The yield on the 10-year Treasury Note crossed 3% this week for the first time since 2014, drawing much attention and causing stocks to sell off, but what does it really mean for investors? The 10-year yield is an important indicator for financial markets, as it influences borrowing costs for both consumers and corporations, affecting everything from mortgage rates to corporate debt. The rise in the benchmark yield typically signals expectations of rising interest rates and rising inflation, and also is generally indicative of economic growth.
So why does the 10-year yield crossing 3% have people worried? The 3% threshold represents a psychological level of sorts for many investors, as they have become used to lower rates driven by years of quantitative easing. But now that it has reached 3%, many worry that it could trigger a negative reaction from financial markets.
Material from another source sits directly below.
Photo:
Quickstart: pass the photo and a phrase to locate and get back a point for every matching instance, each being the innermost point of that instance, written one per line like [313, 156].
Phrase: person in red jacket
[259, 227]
But is that fear justified?
The yield on the 10-year Treasury Note is a key benchmark for long-term interest rates: When it rises, it costs more to borrow. This affects spending at both the corporate and consumer level and, ultimately, could have a negative impact on the equity markets. Lower rates are generally viewed as more favorable for the stock market. That’s because higher rates mean less borrowing and less spending across the board. This often leads to lower earnings, resulting in decreased stock prices. Rising long-term yields also make equities look less attractive, as investors flock from riskier assets to the perceived safe haven of Treasurys.
So when the yield rises, many investors worry that markets will fall. Although it’s true we haven’t seen the yield on the 10-year Treasury Note at these levels for a few years now, it’s important to remember that even though 3% feels relatively high in the current environment, by historical standards, 3% is still quite low. Investors also should bear in mind that rates have been artificially depressed due to years of quantitative easing by the Federal Reserve, and that higher rates are to be expected. Rising Treasury yields still typically indicate a stronger economy, and history has shown that stock prices can still go up even when rates are rising. Eventually, rates will likely rise enough to affect the economy, but for now, strong economic underpinnings suggest that a recession is unlikely in the near term. Markets have since rebounded from the tumble they took on Tuesday, and the yield on the 10-year Treasury Note has dipped back below that 3% threshold since its initial crossing (though it may not stay there). For the time being, the economy continues to show signs of strength, and investors shouldn’t panic about the 10-year Treasury Note crossing this psychological threshold.